The proposed ruling gives users the right to sue social networking sites like Facebook in addition to bringing criminal penalities against social media sites for personal information abuse.
Representing 27 countries, the EU carries a lot of clout, despite strong arguments against the proposal by European advertisers. The ruling also demonstrates the different cultures in Europe and the United States about online and mobile social networking privacy.
In my review of The Social Network, I wrote: “What’s most fascinating about this flick is not the socially-repressed Zuckerberg or the litigation to control Facebook. It’s how quickly students at Harvard, later Stanford…then the world became willing to reveal private information about their lives…”
While you can’t ignore Facebook’s release of private information to marketing firms, both U.S. and European citizens must have realized by now that Facebook and other commercial social sites are not charities. Facebook, Twitter, MySpace, LinkedIn and others are for-profit organizations. Many members of these sites, I believe, think at times that they’re benevolent non-profits.
This doesn’t excuse online social network companies from not protecting private member information according to their own policies and government regulations. However, the European Union’s statements and actions demonstrate that government protection of its citizens’ information rights is challenging in a world of five billion mobile phones and 1.5 billion personal computers.
Our digital lives produce terabytes of data flying at the speed of light around the globe. And individuals who consent to use services like Facebook either produce or allow release of most of that data.
Mobile privacy should be our main concern. In fact, it’s one of the major issues in this century. While the EU, the FCC and consumer protection groups voice their concerns about protecting private information sent to computer servers from PC’s, mobile and wireless device security is a critical public issue.
The mobile computing age of smartphones, tablet computers and Internet cafe’s is relatively new but now dominates our digital lives, raising mobile privacy to new heights. Smartphone users, in particular, are far more likely to press a button on their touch screens authorizing information release than personal computer users.

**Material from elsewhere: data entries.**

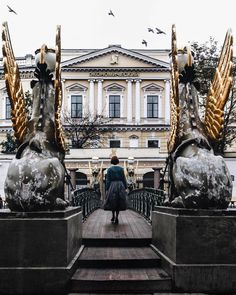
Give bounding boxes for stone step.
[69,267,171,294]
[78,247,160,268]
[82,238,152,247]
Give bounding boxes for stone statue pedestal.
[152,207,236,294]
[0,207,82,294]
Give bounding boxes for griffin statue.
[167,26,233,209]
[2,23,67,211]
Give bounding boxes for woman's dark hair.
[111,156,120,165]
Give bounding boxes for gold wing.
[167,25,179,152]
[2,22,28,145]
[205,30,233,140]
[55,26,65,151]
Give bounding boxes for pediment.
[66,83,88,92]
[61,45,169,70]
[143,83,164,92]
[104,83,125,92]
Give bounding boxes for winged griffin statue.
[168,26,233,209]
[2,23,67,211]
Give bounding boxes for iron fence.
[128,188,165,222]
[71,187,101,221]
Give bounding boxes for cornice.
[61,45,169,68]
[64,124,170,132]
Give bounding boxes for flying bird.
[156,28,165,34]
[142,40,147,47]
[148,28,154,33]
[108,9,114,16]
[7,5,17,14]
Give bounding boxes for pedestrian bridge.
[69,190,171,294]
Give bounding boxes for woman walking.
[103,156,127,224]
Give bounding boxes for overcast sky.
[0,0,236,56]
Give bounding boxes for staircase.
[69,210,171,295]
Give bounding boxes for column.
[97,80,103,115]
[126,80,133,123]
[135,80,141,124]
[152,168,161,189]
[88,80,94,119]
[165,80,170,124]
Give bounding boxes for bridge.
[69,189,172,294]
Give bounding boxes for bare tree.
[192,38,236,155]
[63,113,112,149]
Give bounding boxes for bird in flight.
[108,9,114,16]
[148,28,154,33]
[7,5,17,14]
[156,28,165,34]
[142,40,147,47]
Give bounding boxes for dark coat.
[103,166,127,211]
[106,165,127,191]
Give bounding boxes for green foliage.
[192,37,219,96]
[0,132,17,154]
[192,38,236,155]
[24,90,33,118]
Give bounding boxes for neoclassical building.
[0,45,170,197]
[0,45,236,198]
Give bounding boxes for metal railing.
[128,188,165,222]
[71,187,101,221]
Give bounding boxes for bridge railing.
[71,187,101,221]
[128,188,165,222]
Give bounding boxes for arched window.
[129,135,138,148]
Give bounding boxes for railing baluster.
[128,188,165,222]
[71,188,101,221]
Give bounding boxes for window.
[71,95,83,118]
[129,136,138,148]
[6,97,11,119]
[110,139,120,148]
[147,95,158,118]
[148,139,159,148]
[109,95,120,118]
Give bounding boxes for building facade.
[0,45,234,200]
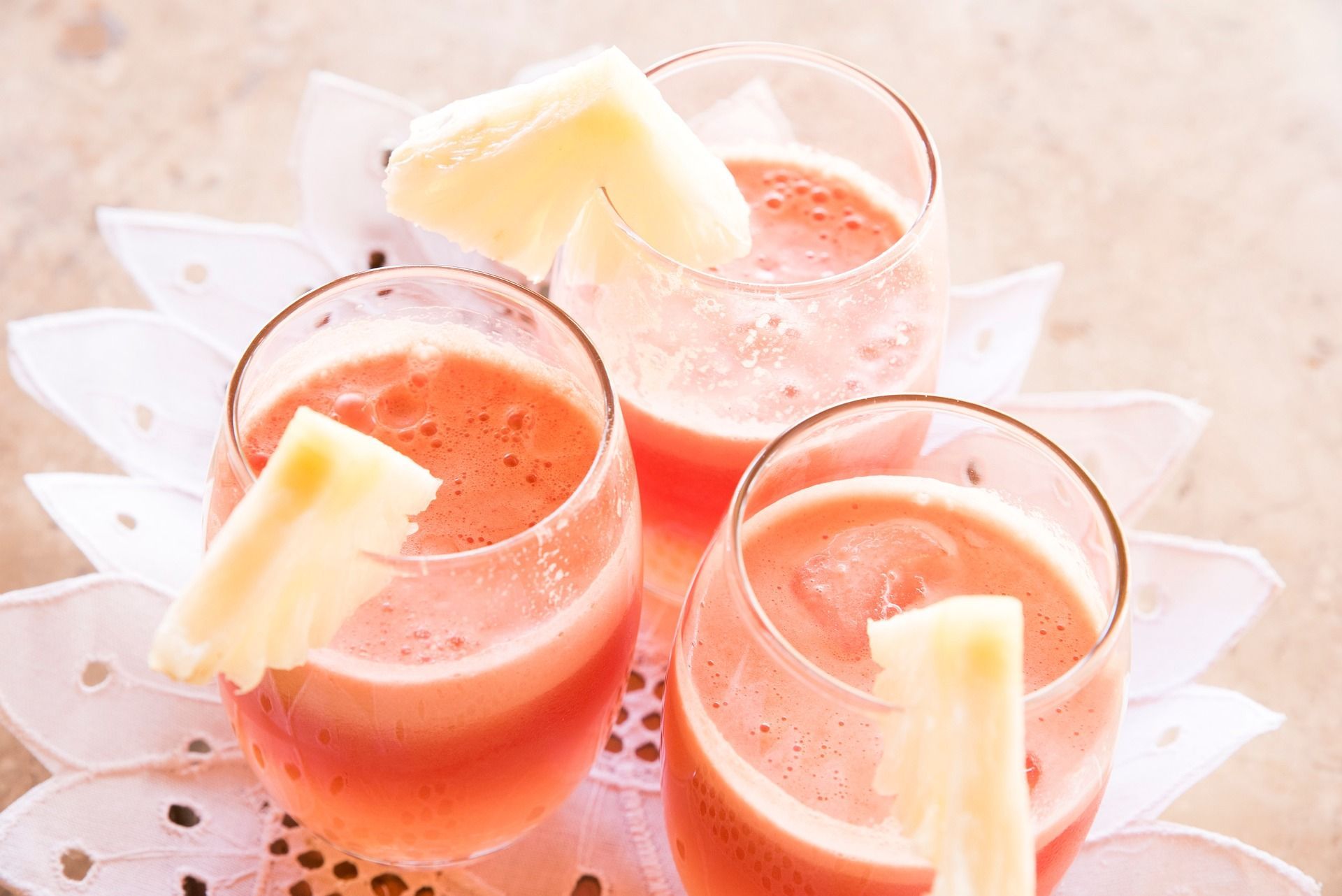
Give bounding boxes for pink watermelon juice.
[663,476,1123,896]
[554,146,945,601]
[212,321,640,864]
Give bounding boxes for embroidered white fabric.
[0,68,1319,896]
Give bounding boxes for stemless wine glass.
[207,267,642,865]
[550,43,948,602]
[662,396,1129,896]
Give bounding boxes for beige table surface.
[0,0,1342,887]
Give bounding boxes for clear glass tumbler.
[550,43,948,602]
[662,396,1129,896]
[207,267,642,865]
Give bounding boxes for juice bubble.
[373,385,424,429]
[333,391,375,436]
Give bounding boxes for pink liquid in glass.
[621,150,941,598]
[663,476,1123,896]
[213,322,639,864]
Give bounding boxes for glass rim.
[587,41,941,298]
[224,264,619,574]
[723,393,1129,712]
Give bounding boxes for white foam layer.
[674,476,1120,880]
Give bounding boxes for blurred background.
[0,0,1342,889]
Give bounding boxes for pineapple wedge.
[385,48,750,280]
[867,597,1034,896]
[149,407,442,691]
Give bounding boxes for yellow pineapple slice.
[867,597,1034,896]
[385,48,750,280]
[149,407,442,691]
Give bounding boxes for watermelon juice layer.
[210,321,640,864]
[663,476,1123,896]
[554,146,945,601]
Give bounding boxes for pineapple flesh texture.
[384,48,750,280]
[149,407,440,691]
[867,597,1034,896]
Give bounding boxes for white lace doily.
[0,66,1319,896]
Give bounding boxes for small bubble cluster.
[710,158,903,283]
[244,331,601,664]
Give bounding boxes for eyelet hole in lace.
[295,849,326,871]
[168,802,200,828]
[181,261,210,286]
[79,660,111,691]
[60,849,92,880]
[134,405,154,432]
[1132,585,1161,620]
[569,874,601,896]
[368,873,410,896]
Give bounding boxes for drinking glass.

Today’s mobile intensives, who are well educated and affluent, use their mobile phones’ browsers and apps without much thought given to protecting personal information. Meanwhile, cyber criminals, marketers, advertisers, government agencies and others seek behavioral data for marketing and other purposes.
Keeping information we don’t want released requires personal diligence. We can’t rely on government agencies or consumer protection groups to save us. As I wrote in my review of the Facebook movie, “… [the film] points out the hunger of people around the world to share personal information online. But all social media users should consider what and how they share information and the need to control social network privacy.”